Chart provided courtesy of
www.decisionpoint.com, analysis by TSP
Talk
We are getting similar numbers in
our survey. The TSP Talk Sentiment Survey came it at 57% bulls, 34%
bears for a 1.68 to 1 bulls to bears ratio. That is a neutral reading
in a bull market but it keeps the system on a sell signal for next week
because of last week's 3 to 1 bulls to bears ratio. The
system is up 26.57% in
2010, and last week's sell signal appears to be another well timed move.
Here's that Sentimentrader.com
Smart Money / Dumb Money Confidence indicator and it is now in pretty rough
territory with the dumb money at 67 and the smart money at 33. That 33
is actually up from the 29 reading just a couple of days ago. When you
start seeing ratios near 70/30 it is time start thinking about a pullback.

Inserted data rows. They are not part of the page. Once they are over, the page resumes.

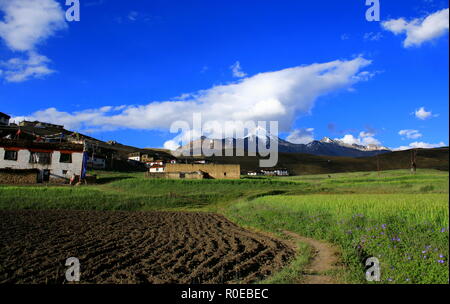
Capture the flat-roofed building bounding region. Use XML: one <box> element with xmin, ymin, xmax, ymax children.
<box><xmin>0</xmin><ymin>139</ymin><xmax>84</xmax><ymax>184</ymax></box>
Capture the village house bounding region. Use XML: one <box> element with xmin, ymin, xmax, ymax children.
<box><xmin>260</xmin><ymin>168</ymin><xmax>289</xmax><ymax>176</ymax></box>
<box><xmin>0</xmin><ymin>112</ymin><xmax>10</xmax><ymax>126</ymax></box>
<box><xmin>141</xmin><ymin>154</ymin><xmax>154</xmax><ymax>163</ymax></box>
<box><xmin>149</xmin><ymin>159</ymin><xmax>164</xmax><ymax>166</ymax></box>
<box><xmin>128</xmin><ymin>152</ymin><xmax>142</xmax><ymax>162</ymax></box>
<box><xmin>128</xmin><ymin>152</ymin><xmax>162</xmax><ymax>166</ymax></box>
<box><xmin>149</xmin><ymin>164</ymin><xmax>165</xmax><ymax>173</ymax></box>
<box><xmin>247</xmin><ymin>171</ymin><xmax>262</xmax><ymax>176</ymax></box>
<box><xmin>0</xmin><ymin>139</ymin><xmax>85</xmax><ymax>184</ymax></box>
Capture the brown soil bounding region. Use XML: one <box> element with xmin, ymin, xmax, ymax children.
<box><xmin>0</xmin><ymin>210</ymin><xmax>294</xmax><ymax>284</ymax></box>
<box><xmin>282</xmin><ymin>230</ymin><xmax>341</xmax><ymax>284</ymax></box>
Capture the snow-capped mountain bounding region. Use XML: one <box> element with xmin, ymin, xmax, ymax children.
<box><xmin>174</xmin><ymin>129</ymin><xmax>391</xmax><ymax>157</ymax></box>
<box><xmin>319</xmin><ymin>137</ymin><xmax>390</xmax><ymax>152</ymax></box>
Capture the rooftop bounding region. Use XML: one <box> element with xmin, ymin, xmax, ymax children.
<box><xmin>0</xmin><ymin>139</ymin><xmax>84</xmax><ymax>152</ymax></box>
<box><xmin>150</xmin><ymin>164</ymin><xmax>165</xmax><ymax>168</ymax></box>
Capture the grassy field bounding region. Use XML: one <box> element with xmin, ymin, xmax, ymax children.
<box><xmin>226</xmin><ymin>193</ymin><xmax>448</xmax><ymax>283</ymax></box>
<box><xmin>0</xmin><ymin>168</ymin><xmax>448</xmax><ymax>284</ymax></box>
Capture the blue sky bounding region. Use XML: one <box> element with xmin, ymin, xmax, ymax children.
<box><xmin>0</xmin><ymin>0</ymin><xmax>448</xmax><ymax>150</ymax></box>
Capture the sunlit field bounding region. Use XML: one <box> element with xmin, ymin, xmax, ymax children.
<box><xmin>1</xmin><ymin>168</ymin><xmax>448</xmax><ymax>283</ymax></box>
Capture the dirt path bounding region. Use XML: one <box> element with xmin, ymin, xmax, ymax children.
<box><xmin>282</xmin><ymin>230</ymin><xmax>341</xmax><ymax>284</ymax></box>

Chart provided courtesy of www.sentimentrader.com
I have mentioned the smart money OEX put/call ratio indicator many times
lately, and it has been telling us that they, the smart money, are extremely
bullish, and that is unusual considering the magnitude of the current rally. That
information has stumped me. The
above chart kind of contradicts OEX put/call indicator so one may be skewed. The above
indicator is compiled by a series of indicators, whereas the put/call ratio
is just one indicator. I'd have have to give more credit to the
multi-indicator reading.
I don't know if this market has any more
rally left in it, but as know, markets tend to run longer than you
might expect. This one has already run longer than I expected.
This leaves us all with a tough decision. Do we wait for the indices
to breakdown and rollover, or should we step aside now while we can - before
the trend breaks?
If the market takes off from here we'd feel pretty
frustrated selling near support, but if the market shoots down while we are
still in the stocks funds, we'd feel pretty silly considering the warning
signs.
There are rumors flying
around about the White House
conceding to extend all of the Bush tax cuts, but there is no confirmation.
I thought this would be good news to the market but the overnight futures
didn't even react to the news, so maybe it is more rumor than anything else.
If it turns out to be true and the market does not rally, I will look at
that as a sign of weakness for stocks.
I just rechecked the futures and they are now down sharply. If this
carries over into the open and holds into the close, it may be
the nail in the
coffin for the rising trend. But bull markets don't usually end
overnight. We've had a few down days, but that doesn't mean the market
won't throw some good days at us to try to fool us. I really want to
be bullish here considering the time of year, but I may have to sell the
next push higher if we get it, and then see what develops.
Thanks for reading! Have a great weekend!